It has to be shown that 3^(2n+2)-8n-9 is divisible by 8 for all natural values of n.

First, consider the value of 3^(2n+2)-8n-9 for n = 1, it is 3^(2+2)-8-9 = 81 - 17 = 64

Now assume 3^(2n+2)-8n-9 is divisible by 8 for a value of n. With this assumption we test whether 3^(2n+2)-8n-9 is divisible by 8 for n = n+1

3^(2(n+1)+2)-8(n+1)-9

= 3^(2n+2+2)-8n- 8-9

= 3^(2n+2)*9 - 8n - 9 - 8

= 3^(2n+2) - 8n - 9 + 3^(2n+2)*8 - 8n - 8

= 3^(2n+2) - 8n - 9 + 8*(3^(2n+2) - n - 1)

This is clearly divisible by 8 as we have assumed 3^(2n+2) - 8n - 9 is divisible by 8 and 8*(3^(2n+2) - n - 1) has 8 as a factor.

This proves that 3^(2n+2)-8n-9 is divisible by 8 for all natural values of n

Prove 3^(2n+2)-8n-9 is divisible by 8 for all natural numbers. We prove it by method of mathematical induction.

Define statement `P(n):3^(2n+2)-8n-9` is divisible by 8.

P(1): `3^(2xx1+2)-8xx1-9=64/8=8`

Thus P(1) is true. Let P(n) is true for n=k.

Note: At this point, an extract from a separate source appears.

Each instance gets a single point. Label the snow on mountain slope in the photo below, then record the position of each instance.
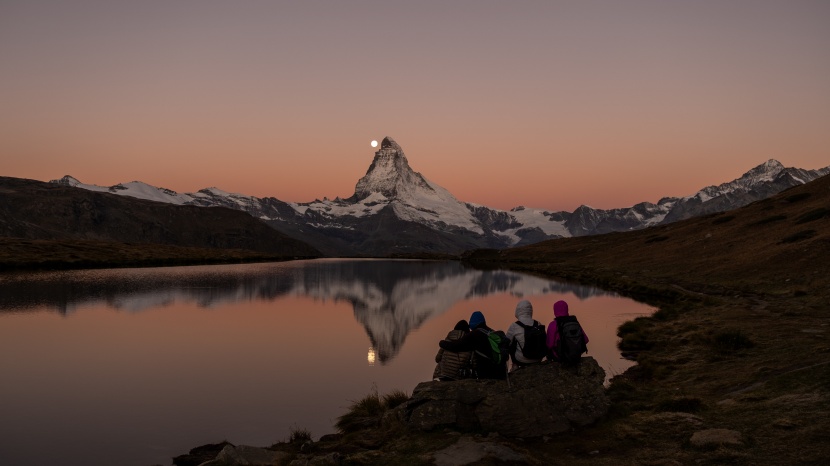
(392, 187)
(391, 181)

`P(k):3^(2k+2)-8k-9` is divisible by 8.

`3^(2k+2)-8k-9=8m` (say)

We wish to prove

P(k+1) is true whenever P(k) is true.

`P(k+1):3^(2(k+1)+2)-8(k+1)-9`

`=3^(2k+2+2)-8(k+1)-9`

`=3^2xx3^(2k+2)-8k-8-9`

`=9xx3^(2k+2)-72k+64k-9-8`

`=9(3^(2k+2)-8k-9)+64k+72-8`

`=9(8m)+64(k+1)`

and 72m and 64(k+1) are divisible by 8 because 72 and 64 are divisible by 8.

Thus P(k+1) is true when P(k) is true. Thus P(n) is true for all n, natural number.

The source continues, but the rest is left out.